The defendant contends that the Supreme Court deprived him of his constitutional rights to a fair trial, to present a defense, and to confront adverse witnesses by improperly curtailing his attorney's cross-examination of the People's toxicology expert, restricting his attorney's direct examination of his expert witness, and restricting his attorney's direct examination of him. These contentions are unpreserved for appellate review ( see People v. Lane, 7 N.Y.3d at 889, 826 N.Y.S.2d 599, 860 N.E.2d 61;People v. Sostre, 51 N.Y.2d 958, 960, 435 N.Y.S.2d 702, 416 N.E.2d 1038;People v. Johnson, 40 A.D.3d 1011, 1012, 837 N.Y.S.2d 222;People v. Oguendo, 305 A.D.2d 140, 141, 759 N.Y.S.2d 457;People v. Robinson, 41 A.D.3d 1183, 1183–1184, 837 N.Y.S.2d 800) and, in any event, are without merit ( see People v. Borukhova, 89 A.D.3d 194, 222, 931 N.Y.S.2d 349;People v. Francisco, 44 A.D.3d 870, 843 N.Y.S.2d 439;see also People v. Wilkins, 221 A.D.2d 392, 393, 633 N.Y.S.2d 357;People v. Ashner, 190 A.D.2d 238, 246–247, 597 N.Y.S.2d 975).

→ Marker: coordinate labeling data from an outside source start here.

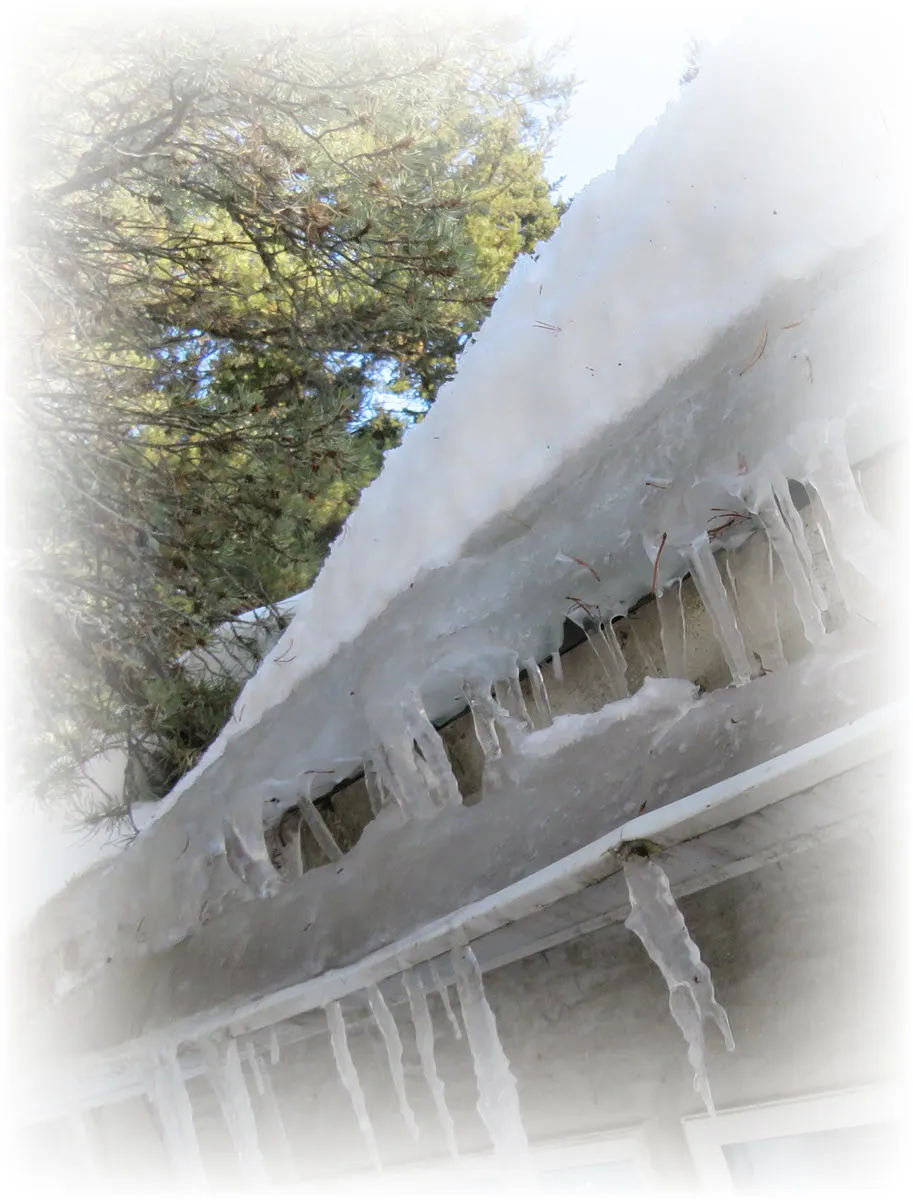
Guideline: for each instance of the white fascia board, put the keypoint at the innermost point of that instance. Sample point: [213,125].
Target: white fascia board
[689,820]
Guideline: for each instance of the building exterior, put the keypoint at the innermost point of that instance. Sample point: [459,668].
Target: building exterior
[400,916]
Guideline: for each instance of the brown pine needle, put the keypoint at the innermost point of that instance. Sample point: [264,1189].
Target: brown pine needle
[760,349]
[656,563]
[581,563]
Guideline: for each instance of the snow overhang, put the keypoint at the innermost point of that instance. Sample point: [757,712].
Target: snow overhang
[830,786]
[719,306]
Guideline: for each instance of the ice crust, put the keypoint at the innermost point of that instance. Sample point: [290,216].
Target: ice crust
[710,319]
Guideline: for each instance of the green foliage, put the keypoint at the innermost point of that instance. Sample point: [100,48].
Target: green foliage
[232,244]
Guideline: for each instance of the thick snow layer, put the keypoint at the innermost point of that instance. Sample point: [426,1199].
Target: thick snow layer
[751,183]
[754,178]
[727,286]
[403,873]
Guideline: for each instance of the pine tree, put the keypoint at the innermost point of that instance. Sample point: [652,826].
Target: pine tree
[233,247]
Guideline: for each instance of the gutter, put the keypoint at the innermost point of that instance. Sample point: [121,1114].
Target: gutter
[797,771]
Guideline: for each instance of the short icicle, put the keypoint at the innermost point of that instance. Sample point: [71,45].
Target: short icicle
[509,695]
[619,666]
[856,535]
[263,1081]
[649,665]
[253,1063]
[602,648]
[374,787]
[709,583]
[797,528]
[658,922]
[226,1074]
[349,1078]
[425,1043]
[318,827]
[498,1098]
[540,694]
[444,993]
[440,774]
[672,629]
[761,499]
[394,1045]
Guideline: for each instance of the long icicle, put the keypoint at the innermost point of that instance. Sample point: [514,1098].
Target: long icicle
[349,1077]
[762,501]
[658,922]
[444,993]
[498,1098]
[709,583]
[394,1045]
[672,629]
[425,1043]
[226,1074]
[430,743]
[173,1105]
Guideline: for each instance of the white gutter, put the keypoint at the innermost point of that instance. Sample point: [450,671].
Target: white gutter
[797,771]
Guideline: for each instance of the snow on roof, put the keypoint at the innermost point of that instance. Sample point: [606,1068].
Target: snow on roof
[664,331]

The Supreme Court appropriately instructed the jury that a breathalyzer test administered by a person possessing a valid New York State Department of Health permit allows, but does not require, an inference that the test was properly conducted ( seeVehicle Traffic Law § 1194[4][c] ).
The defendant's remaining contention is without merit. SKELOS, J.P., DILLON, ROMAN and MALTESE, JJ., concur.